Reference values apply to all ages.

Analytic Time

Same day/1 day

Day(s) and Time(s) Performed

Monday through Friday; 9 a.m.-8 p.m., Saturday; 8 a.m.-3 p.m.

CPT Code Information

86003

Reject Due To

Hemolysis

Mild OK; Gross OK

Lipemia

Mild OK; Gross OK

Icterus

NA

Other

NA

Interpretation

Detection of IgE antibodies in serum (Class 1 or greater) indicates an increased likelihood of allergic disease as opposed to other etiologies and defines the allergens that may be responsible for eliciting signs and symptoms.

 

The level of IgE antibodies in serum varies directly with the concentration of IgE antibodies expressed as a class score or kU/L.

Clinical Information

Clinical manifestations of immediate hypersensitivity (allergic) diseases are caused by the release of proinflammatory mediators (histamine, leukotrienes, and prostaglandins) from immunoglobulin E (IgE)-sensitized effector cells (mast cells and basophils) when cell-bound IgE antibodies interact with allergen.

 

In vitro serum testing for IgE antibodies provides an indication of the immune response to allergen(s) that may be associated with allergic disease.

 

The allergens chosen for testing often depend upon the age of the patient, history of allergen exposure, season of the year, and clinical manifestations.

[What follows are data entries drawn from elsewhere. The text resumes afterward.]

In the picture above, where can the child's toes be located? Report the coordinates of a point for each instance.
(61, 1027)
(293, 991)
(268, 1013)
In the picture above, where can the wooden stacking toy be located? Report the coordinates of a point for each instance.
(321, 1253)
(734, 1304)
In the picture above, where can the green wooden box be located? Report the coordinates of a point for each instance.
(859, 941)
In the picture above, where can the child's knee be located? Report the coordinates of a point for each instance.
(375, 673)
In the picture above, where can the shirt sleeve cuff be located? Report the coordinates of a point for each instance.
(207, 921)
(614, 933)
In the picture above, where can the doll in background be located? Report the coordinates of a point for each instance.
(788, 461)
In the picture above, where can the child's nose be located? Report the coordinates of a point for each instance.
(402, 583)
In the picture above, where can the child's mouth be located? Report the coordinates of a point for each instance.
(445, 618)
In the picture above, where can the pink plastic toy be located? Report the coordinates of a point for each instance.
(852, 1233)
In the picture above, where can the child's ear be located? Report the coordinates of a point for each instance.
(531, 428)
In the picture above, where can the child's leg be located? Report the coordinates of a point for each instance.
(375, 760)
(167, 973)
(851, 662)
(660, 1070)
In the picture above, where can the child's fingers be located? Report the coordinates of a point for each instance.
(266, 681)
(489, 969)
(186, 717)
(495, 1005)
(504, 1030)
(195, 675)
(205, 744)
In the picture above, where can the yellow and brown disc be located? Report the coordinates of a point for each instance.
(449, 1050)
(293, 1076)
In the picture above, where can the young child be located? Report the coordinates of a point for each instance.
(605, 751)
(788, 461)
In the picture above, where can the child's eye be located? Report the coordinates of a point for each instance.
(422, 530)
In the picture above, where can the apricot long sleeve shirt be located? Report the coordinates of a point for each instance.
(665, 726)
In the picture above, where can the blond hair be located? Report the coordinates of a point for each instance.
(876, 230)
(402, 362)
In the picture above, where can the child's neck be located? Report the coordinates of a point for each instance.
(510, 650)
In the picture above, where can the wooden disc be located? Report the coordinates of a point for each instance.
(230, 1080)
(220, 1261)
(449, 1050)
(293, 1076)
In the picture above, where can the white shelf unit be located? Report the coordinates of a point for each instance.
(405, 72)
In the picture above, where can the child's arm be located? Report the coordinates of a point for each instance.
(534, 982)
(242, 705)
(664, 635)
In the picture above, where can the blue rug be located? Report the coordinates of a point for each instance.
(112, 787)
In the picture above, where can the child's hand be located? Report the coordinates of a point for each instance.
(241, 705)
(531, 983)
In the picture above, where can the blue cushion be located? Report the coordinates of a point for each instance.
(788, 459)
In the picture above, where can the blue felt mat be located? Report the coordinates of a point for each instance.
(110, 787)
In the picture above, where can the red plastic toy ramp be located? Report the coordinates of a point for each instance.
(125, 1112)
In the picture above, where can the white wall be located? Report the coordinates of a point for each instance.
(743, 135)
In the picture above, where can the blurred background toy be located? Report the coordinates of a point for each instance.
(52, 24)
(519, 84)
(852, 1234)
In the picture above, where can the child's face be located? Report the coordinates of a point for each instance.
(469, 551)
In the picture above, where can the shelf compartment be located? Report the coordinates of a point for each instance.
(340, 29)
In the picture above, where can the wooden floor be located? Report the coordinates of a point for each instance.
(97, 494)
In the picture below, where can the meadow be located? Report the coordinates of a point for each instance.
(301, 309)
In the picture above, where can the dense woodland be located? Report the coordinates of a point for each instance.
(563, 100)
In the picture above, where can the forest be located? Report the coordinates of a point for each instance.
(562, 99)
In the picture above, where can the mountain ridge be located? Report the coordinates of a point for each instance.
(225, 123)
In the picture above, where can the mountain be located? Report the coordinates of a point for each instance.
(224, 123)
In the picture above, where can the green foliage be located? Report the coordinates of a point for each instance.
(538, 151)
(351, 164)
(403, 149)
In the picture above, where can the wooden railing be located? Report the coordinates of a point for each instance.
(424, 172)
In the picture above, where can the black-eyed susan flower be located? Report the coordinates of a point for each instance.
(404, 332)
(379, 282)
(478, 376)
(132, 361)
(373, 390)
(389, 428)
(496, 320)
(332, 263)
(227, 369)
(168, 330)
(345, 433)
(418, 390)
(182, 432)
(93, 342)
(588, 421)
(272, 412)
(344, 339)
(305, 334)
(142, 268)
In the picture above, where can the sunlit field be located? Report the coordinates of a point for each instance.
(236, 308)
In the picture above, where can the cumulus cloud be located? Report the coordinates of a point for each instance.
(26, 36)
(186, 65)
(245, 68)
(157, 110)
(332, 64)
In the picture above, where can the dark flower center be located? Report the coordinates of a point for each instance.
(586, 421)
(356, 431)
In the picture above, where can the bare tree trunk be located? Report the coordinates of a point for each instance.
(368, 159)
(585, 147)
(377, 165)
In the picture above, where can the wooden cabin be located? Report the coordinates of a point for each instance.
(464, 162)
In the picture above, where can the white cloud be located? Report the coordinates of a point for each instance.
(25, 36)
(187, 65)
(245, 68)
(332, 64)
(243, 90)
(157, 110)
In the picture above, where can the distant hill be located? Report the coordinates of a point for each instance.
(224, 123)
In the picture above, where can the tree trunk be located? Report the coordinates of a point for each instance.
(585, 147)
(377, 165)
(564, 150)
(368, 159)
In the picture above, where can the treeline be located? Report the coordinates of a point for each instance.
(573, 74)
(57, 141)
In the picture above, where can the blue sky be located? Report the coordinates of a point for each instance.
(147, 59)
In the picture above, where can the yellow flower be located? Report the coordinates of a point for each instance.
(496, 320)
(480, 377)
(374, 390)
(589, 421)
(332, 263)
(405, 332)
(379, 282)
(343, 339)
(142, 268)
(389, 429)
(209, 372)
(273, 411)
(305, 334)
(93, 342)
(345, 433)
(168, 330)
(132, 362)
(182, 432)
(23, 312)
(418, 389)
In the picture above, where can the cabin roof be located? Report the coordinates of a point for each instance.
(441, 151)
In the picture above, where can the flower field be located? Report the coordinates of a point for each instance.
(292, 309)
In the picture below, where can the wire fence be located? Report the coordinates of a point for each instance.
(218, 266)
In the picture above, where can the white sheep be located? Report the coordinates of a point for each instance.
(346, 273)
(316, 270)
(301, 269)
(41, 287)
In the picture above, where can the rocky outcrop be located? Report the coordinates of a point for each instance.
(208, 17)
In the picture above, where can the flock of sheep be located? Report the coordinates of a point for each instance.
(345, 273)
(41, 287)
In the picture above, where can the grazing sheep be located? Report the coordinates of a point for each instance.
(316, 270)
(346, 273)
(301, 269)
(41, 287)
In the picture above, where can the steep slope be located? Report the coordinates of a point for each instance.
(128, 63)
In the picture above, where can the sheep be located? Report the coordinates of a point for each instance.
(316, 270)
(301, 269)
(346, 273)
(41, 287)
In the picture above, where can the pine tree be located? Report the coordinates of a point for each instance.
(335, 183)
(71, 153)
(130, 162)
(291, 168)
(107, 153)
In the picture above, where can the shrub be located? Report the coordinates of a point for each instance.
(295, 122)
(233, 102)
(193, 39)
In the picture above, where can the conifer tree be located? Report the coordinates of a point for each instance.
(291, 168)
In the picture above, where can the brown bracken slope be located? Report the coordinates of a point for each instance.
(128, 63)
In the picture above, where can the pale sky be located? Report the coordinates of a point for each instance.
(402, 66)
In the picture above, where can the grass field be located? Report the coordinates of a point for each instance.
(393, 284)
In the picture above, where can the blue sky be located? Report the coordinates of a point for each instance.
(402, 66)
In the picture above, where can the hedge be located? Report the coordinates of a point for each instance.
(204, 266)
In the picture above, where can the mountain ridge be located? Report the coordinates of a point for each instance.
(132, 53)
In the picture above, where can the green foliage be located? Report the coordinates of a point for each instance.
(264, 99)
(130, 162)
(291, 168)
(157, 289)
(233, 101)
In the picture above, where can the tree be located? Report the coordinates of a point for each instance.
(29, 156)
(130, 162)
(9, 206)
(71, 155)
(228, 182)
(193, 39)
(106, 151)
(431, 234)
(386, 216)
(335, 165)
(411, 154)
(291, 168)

In individuals predisposed to develop allergic disease(s), the sequence of sensitization and clinical manifestations proceed as follows: eczema and respiratory disease (rhinitis and bronchospasm) in infants and children less than 5 years due to food sensitivity (milk, egg, soy, and wheat proteins) followed by respiratory disease (rhinitis and asthma) in older children and adults due to sensitivity to inhalant allergens (dust mite, mold, and pollen inhalants).

Specimen Retention Time

14 days

Cautions

Testing for IgE antibodies is not useful in patients previously treated with immunotherapy to determine if residual clinical sensitivity exists, or in patients in whom the medical management does not depend upon identification of allergen specificity.

 

Some individuals with clinically insignificant sensitivity to allergens may have measurable levels of IgE antibodies in serum, and results must be interpreted in the clinical context.

 

False-positive results for IgE antibodies may occur in patients with markedly elevated serum IgE (>2,500 kU/L) due to nonspecific binding to allergen solid phases.

Useful For

Testing for IgE antibodies may be useful to establish the diagnosis of an allergic disease and to define the allergens responsible for eliciting signs and symptoms.

 

Testing also may be useful to identify allergens which may be responsible for allergic disease and/or anaphylactic episode, to confirm sensitization to particular allergens prior to beginning immunotherapy, and to investigate the specificity of allergic reactions to insect venom allergens, drugs, or chemical allergens.